A Compact Dynamic 3D Gaussian Representation for Real-Time Dynamic View Synthesis
Kai Katsumata, Duc Minh Vo, Hideki Nakayama
TL;DR
This work tackles real-time dynamic view synthesis by extending 3D Gaussian Splatting with a compact, time-parameterized Gaussian representation. It models Gaussian centers with a Fourier basis and rotations with a linear quaternion, while keeping scale, color, and opacity time-invariant, yielding memory efficiency of $O(LN)$ and enabling rendering at 118 FPS at high resolution on a single GPU. A flow-based supervision strategy aligns scene flow to input videos, and a two-stage optimization (static priors followed by dynamic refinement) plus divide-and-prune strategies deliver robust reconstruction.
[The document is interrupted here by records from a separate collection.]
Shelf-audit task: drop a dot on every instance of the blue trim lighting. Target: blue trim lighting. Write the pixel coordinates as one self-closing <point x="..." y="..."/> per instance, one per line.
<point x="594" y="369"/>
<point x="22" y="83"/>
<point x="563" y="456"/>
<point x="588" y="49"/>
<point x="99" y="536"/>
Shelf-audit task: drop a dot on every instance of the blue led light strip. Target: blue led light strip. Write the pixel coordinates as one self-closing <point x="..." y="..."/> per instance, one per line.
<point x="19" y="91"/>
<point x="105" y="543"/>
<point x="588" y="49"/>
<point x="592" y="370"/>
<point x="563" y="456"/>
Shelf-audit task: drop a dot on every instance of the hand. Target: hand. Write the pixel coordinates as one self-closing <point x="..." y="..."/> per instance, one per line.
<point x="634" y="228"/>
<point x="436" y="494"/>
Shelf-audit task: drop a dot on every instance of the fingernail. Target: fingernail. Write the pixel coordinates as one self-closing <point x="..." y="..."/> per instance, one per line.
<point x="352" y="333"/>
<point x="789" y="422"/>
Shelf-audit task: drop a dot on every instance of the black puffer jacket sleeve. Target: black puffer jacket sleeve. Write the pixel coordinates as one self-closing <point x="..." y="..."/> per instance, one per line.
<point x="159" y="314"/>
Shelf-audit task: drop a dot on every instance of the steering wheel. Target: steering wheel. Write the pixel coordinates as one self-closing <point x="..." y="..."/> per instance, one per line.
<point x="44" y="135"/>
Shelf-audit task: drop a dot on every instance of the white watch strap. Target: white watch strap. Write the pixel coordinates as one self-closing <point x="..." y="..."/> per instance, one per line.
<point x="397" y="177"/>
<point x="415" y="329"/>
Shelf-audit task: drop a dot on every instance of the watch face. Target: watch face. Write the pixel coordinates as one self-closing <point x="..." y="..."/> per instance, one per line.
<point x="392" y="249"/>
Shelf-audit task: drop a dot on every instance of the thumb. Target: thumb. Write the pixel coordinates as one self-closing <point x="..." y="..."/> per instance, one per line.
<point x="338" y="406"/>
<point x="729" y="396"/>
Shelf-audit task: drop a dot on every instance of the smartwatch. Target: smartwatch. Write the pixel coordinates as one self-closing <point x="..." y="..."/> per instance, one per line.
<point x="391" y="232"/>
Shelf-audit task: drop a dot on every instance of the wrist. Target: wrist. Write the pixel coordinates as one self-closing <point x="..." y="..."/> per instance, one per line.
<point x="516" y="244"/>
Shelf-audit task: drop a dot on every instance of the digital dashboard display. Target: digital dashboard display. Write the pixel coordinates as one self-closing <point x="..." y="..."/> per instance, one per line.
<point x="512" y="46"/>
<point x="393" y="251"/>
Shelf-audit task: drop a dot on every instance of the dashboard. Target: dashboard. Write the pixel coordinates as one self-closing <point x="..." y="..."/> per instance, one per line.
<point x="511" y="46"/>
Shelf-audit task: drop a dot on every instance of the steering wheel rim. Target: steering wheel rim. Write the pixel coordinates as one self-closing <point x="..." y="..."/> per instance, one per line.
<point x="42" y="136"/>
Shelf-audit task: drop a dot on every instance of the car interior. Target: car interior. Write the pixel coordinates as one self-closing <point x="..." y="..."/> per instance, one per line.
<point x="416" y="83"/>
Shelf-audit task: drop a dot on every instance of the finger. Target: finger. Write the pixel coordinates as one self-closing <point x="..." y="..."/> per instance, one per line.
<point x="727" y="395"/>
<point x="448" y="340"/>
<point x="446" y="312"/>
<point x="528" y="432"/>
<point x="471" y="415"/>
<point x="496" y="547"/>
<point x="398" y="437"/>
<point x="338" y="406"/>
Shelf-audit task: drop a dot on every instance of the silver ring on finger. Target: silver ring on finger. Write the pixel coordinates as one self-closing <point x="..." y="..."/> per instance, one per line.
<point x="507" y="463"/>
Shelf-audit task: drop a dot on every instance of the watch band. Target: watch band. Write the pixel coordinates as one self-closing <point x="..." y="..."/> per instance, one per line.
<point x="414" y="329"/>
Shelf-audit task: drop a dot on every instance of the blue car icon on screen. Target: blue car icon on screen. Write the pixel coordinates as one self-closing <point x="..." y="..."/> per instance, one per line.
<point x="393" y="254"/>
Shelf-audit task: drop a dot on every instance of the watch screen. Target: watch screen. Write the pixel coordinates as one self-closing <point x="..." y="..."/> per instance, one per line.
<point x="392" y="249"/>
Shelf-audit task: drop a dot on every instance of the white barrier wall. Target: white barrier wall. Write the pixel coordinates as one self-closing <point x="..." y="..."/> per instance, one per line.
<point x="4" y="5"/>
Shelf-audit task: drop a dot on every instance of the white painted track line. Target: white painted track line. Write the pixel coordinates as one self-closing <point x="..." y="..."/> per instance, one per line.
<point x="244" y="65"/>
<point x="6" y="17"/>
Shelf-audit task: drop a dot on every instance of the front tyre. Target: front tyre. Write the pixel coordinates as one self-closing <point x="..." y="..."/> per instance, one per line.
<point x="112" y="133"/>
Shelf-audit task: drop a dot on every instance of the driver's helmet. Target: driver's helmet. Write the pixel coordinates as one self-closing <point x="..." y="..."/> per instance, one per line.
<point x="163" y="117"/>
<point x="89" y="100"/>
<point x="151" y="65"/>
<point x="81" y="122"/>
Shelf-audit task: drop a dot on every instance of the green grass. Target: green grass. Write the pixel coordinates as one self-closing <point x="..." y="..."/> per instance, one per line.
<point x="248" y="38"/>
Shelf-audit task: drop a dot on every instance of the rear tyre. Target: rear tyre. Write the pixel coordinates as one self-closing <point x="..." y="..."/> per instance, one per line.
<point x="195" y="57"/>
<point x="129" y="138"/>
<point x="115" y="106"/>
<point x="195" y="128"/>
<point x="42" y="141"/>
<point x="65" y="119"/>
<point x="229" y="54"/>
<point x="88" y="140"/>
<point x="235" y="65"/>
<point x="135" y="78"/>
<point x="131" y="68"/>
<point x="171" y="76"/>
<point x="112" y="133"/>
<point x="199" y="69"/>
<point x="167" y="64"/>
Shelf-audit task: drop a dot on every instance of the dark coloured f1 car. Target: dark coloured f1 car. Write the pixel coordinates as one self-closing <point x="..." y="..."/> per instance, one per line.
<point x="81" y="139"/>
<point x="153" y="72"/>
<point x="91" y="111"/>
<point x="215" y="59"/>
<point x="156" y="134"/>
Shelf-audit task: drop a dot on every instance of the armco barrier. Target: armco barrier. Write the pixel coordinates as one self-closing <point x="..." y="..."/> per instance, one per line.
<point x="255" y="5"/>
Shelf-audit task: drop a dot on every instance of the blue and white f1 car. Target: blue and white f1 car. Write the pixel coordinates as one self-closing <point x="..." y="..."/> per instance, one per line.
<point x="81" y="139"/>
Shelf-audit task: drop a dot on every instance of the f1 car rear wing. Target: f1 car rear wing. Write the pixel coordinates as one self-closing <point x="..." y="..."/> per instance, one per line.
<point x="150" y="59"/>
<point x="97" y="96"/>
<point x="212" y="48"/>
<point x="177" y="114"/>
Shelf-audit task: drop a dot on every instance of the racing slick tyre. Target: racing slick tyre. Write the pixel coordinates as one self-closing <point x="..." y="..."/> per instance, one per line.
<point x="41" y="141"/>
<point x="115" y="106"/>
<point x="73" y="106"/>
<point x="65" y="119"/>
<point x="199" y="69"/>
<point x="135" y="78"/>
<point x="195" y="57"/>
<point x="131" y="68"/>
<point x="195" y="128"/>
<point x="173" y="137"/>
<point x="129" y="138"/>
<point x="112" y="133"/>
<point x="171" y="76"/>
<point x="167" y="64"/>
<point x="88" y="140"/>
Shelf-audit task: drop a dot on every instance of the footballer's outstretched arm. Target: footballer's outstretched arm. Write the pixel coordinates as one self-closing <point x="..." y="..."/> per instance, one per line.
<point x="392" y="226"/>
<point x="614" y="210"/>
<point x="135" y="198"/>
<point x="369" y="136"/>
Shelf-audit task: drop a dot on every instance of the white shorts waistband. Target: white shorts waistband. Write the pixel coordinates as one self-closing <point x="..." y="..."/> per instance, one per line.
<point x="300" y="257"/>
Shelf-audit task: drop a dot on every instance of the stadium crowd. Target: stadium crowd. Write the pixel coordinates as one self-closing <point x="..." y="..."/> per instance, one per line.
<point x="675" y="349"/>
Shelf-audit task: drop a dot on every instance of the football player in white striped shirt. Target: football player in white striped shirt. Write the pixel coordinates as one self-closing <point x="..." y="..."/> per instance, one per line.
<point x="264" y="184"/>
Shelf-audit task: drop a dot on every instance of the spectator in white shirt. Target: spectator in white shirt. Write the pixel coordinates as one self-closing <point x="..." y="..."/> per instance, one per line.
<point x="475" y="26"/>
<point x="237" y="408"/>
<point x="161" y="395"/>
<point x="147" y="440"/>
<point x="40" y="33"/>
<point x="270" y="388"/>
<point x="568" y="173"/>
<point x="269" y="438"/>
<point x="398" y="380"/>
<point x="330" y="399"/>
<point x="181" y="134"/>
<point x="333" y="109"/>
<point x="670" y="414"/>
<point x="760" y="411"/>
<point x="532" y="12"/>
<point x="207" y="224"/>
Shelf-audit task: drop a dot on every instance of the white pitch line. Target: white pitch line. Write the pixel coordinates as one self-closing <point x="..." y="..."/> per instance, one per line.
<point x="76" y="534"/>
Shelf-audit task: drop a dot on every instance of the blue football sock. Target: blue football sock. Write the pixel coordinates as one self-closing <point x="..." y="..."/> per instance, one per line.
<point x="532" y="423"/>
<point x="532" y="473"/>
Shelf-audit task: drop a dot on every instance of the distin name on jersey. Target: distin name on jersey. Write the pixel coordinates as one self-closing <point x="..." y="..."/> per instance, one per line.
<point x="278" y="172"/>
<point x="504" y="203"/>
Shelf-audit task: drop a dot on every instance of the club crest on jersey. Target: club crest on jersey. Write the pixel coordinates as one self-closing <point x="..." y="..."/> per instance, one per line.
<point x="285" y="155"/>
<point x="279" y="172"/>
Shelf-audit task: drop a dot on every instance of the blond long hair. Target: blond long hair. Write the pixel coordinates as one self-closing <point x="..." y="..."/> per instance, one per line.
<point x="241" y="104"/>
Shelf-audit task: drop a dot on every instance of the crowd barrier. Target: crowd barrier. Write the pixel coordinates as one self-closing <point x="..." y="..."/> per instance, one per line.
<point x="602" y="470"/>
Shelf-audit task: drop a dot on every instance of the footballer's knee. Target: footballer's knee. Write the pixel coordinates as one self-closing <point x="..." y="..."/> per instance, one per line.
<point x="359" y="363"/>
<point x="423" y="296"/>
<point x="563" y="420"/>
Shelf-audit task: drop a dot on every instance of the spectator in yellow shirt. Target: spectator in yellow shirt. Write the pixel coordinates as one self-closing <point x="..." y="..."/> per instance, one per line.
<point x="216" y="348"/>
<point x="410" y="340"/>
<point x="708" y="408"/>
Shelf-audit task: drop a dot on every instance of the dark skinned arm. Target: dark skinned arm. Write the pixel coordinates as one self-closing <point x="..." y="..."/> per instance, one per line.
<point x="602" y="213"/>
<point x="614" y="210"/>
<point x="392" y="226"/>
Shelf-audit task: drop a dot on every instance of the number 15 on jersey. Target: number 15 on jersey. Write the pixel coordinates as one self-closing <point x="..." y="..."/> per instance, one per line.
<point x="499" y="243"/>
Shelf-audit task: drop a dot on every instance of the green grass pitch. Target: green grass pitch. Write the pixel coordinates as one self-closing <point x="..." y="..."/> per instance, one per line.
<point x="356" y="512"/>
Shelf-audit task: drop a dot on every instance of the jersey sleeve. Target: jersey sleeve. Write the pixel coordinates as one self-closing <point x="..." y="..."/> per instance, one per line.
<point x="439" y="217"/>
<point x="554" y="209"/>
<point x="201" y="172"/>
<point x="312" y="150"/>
Across D-NeRF, DyNeRF, and HyperNeRF data, the approach achieves competitive visual quality with superior rendering speed and enables easy editing of dynamic scenes due to the explicit Gaussian representation.
Abstract
3D Gaussian Splatting (3DGS) has shown remarkable success in synthesizing novel views given multiple views of a static scene. Yet, 3DGS faces challenges when applied to dynamic scenes because 3D Gaussian parameters need to be updated per timestep, requiring a large amount of memory and at least a dozen observations per timestep. To address these limitations, we present a compact dynamic 3D Gaussian representation that models positions and rotations as functions of time with a few parameter approximations while keeping other properties of 3DGS including scale, color and opacity invariant. Our method can dramatically reduce memory usage and relax a strict multi-view assumption. In our experiments on monocular and multi-view scenarios, we show that our method not only matches state-of-the-art methods, often linked with slower rendering speeds, in terms of high rendering quality but also significantly surpasses them by achieving a rendering speed of $118$ frames per second (FPS) at a resolution of 1,352$\times$1,014 on a single GPU.